Semiconductors, connectors, resistors, diodes, capacitors and radio devices are mounted to, and “talk” to one another through the PCB.
PCB’s have mechanical and electrical attributes that make them ideal for these applications. Most PCB’s manufactured in the World are rigid, roughly 90% of the PCB’s manufactured today are rigid boards. Some PCB’s are flexible, allowing the circuits to be bent and folded into shape, or sometimes they are used where the flexible circuit will survive hundreds of thousands of flex cycles, without any break in the circuits. These flexible PCB’s comprise roughly 10% of the market. A small subset of these types of circuits are called rigid flex circuits, where one part of the board is rigid – ideal for mounting and connecting components, and one or more parts are flexible, providing the advantages of flexible circuits listed above.
A rapidly emerging PCB technology, separate from the ones above, is called printed electronics – typically very simple, very low cost, circuits that reduce electronic packaging expense to the level that electronic solutions can be developed to solve problems never considered before. They are often used in electronics for wearable applications, or disposable electronic devices – opening many opportunities for creative electrical designers.
Conventional PCB’s can be as simple as a single layer of circuitry or can go to fifty layers or more. They consist of electrical components and connectors linked via conductive circuits – usually copper, with the purpose of routing electrical signals and power within and between devices.

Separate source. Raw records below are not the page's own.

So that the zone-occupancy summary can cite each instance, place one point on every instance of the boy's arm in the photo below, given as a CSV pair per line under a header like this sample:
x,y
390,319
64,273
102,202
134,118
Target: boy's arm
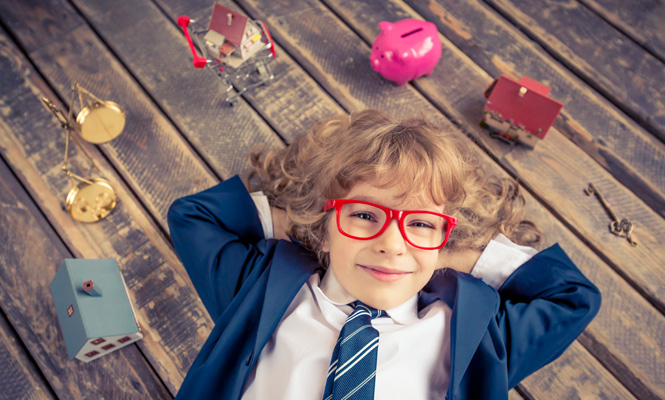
x,y
216,234
545,306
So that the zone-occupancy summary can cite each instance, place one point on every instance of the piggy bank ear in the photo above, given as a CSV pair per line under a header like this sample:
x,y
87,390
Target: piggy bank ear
x,y
385,26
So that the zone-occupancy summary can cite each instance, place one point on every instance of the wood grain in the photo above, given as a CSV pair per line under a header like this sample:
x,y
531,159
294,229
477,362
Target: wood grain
x,y
20,377
287,18
631,154
642,20
193,95
608,61
456,87
30,253
175,322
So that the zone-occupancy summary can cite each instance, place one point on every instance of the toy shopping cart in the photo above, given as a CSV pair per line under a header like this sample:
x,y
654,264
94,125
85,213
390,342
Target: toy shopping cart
x,y
238,50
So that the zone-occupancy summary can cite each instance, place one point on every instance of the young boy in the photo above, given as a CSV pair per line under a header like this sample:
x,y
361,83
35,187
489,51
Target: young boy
x,y
366,203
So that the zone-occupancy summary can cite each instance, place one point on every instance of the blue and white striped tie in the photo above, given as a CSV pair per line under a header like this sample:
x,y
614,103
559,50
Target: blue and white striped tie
x,y
353,363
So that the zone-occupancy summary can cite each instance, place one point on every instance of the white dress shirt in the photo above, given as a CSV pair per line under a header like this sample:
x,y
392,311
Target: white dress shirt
x,y
414,354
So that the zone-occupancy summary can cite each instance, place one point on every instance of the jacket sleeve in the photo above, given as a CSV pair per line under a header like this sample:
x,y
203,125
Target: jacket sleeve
x,y
545,306
218,236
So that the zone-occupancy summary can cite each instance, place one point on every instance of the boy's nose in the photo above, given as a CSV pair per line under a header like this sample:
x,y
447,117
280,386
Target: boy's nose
x,y
391,240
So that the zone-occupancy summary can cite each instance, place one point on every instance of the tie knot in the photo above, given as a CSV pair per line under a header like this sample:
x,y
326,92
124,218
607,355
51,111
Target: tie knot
x,y
360,308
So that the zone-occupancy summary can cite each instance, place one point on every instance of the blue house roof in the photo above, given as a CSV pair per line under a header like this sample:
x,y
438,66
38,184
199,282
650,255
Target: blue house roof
x,y
83,316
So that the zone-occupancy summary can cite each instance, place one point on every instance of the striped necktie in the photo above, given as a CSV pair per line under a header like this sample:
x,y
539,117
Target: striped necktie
x,y
353,363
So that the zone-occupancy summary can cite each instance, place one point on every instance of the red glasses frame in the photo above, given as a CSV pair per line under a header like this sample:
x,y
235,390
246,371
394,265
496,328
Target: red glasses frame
x,y
399,215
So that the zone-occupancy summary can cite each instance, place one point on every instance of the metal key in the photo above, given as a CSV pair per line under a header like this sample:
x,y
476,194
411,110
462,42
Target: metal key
x,y
619,226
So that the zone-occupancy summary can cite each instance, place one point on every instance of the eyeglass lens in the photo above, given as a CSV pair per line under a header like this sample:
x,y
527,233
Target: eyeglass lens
x,y
364,221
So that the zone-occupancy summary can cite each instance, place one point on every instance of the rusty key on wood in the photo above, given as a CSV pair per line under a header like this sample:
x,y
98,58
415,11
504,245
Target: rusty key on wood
x,y
620,227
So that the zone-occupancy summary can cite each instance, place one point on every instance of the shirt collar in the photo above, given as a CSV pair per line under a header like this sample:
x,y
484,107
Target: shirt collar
x,y
332,292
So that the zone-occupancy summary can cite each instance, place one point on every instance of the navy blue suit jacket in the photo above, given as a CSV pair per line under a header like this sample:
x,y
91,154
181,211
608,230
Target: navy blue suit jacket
x,y
247,282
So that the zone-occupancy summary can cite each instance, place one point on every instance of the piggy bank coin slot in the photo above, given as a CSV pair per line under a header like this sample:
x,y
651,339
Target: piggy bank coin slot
x,y
411,33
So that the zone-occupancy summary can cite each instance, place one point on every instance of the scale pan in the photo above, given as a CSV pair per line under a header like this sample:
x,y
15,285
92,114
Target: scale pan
x,y
101,122
90,202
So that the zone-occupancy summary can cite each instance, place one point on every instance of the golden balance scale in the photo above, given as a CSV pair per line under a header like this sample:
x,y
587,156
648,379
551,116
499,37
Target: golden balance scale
x,y
89,200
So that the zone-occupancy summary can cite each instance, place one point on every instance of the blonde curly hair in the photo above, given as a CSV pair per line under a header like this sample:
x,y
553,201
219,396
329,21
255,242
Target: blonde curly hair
x,y
370,146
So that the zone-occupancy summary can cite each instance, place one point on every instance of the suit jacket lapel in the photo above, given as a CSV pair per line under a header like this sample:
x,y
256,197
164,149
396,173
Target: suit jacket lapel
x,y
473,304
291,266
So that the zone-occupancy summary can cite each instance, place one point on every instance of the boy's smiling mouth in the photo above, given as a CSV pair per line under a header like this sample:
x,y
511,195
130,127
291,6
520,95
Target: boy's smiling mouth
x,y
384,274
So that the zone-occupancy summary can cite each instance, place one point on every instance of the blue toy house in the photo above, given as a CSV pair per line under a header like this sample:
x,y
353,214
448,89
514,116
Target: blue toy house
x,y
93,308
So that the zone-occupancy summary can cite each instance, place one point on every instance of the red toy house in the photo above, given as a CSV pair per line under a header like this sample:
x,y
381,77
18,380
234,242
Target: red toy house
x,y
519,111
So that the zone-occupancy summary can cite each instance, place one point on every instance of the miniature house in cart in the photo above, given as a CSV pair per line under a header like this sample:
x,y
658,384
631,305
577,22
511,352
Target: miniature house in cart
x,y
232,37
93,308
519,111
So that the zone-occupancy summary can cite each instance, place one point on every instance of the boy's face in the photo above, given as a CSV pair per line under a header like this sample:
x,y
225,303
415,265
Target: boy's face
x,y
386,271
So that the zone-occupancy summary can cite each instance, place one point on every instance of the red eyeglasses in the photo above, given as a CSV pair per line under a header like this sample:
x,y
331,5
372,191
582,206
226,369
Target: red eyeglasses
x,y
363,220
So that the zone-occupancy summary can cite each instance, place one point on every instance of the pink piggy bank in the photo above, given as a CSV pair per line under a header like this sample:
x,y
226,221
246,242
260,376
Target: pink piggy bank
x,y
405,50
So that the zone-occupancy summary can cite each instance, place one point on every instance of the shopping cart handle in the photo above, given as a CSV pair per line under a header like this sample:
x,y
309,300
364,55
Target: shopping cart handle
x,y
198,61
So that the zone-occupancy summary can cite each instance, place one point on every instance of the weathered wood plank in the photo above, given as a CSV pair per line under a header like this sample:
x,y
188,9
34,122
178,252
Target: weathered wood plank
x,y
641,19
146,143
579,379
311,44
626,150
290,103
19,376
174,319
623,71
205,11
178,88
456,88
30,253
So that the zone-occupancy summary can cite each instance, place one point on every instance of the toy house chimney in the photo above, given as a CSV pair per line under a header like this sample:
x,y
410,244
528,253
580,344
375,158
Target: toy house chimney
x,y
90,289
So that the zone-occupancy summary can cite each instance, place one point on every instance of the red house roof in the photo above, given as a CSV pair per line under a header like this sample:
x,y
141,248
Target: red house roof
x,y
219,22
524,104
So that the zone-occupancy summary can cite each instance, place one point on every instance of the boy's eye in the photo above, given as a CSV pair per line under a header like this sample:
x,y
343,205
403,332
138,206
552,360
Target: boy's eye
x,y
421,224
363,215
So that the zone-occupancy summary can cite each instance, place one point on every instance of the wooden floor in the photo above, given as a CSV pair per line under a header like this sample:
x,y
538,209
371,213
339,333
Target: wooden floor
x,y
604,59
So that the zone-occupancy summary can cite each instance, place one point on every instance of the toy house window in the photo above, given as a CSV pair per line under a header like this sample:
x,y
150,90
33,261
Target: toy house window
x,y
125,339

Although all PCBs have the same fundamental objective, they are available in a wide range of designs and configurations to meet the needs of various applications. Some of the different types available on the market include:
Single sided rigid
Double sided rigid
Single layer flexible circuits
Double sided flexible circuits
Multi-layered flexible circuits
Rigid PCBs are constructed of a rigid fiberglass substrates, making them practical and inexpensive, but inflexible. They are easier and less expensive to manufacture than their more flexible counterparts but much less versatile and hard to fit into unusual geometries or small areas.
Flexible PCBs feature relatively good bending and folding capabilities to fit into confined and oddly shaped spaces. This quality makes them highly versatile and able to be used to package smaller electronic devices. Additionally, as they are highly adaptable, the product does not have to be built to fit around the PCB’s restrictions. Compared to rigid PCBs, they can offer greater resistance to heat.
Rigid-flex PCBs combine the most attractive qualities of both rigid and flexible PCBs. Unlike the other two types of circuit boards, these PCBs contain all of the electronic interconnectivity buried within the board, thereby reducing the board’s weight and overall size. They are an excellent choice when ultra-light packaging is a key requirement. Additionally, they are more durable and reliable while retaining great strength and flexibility.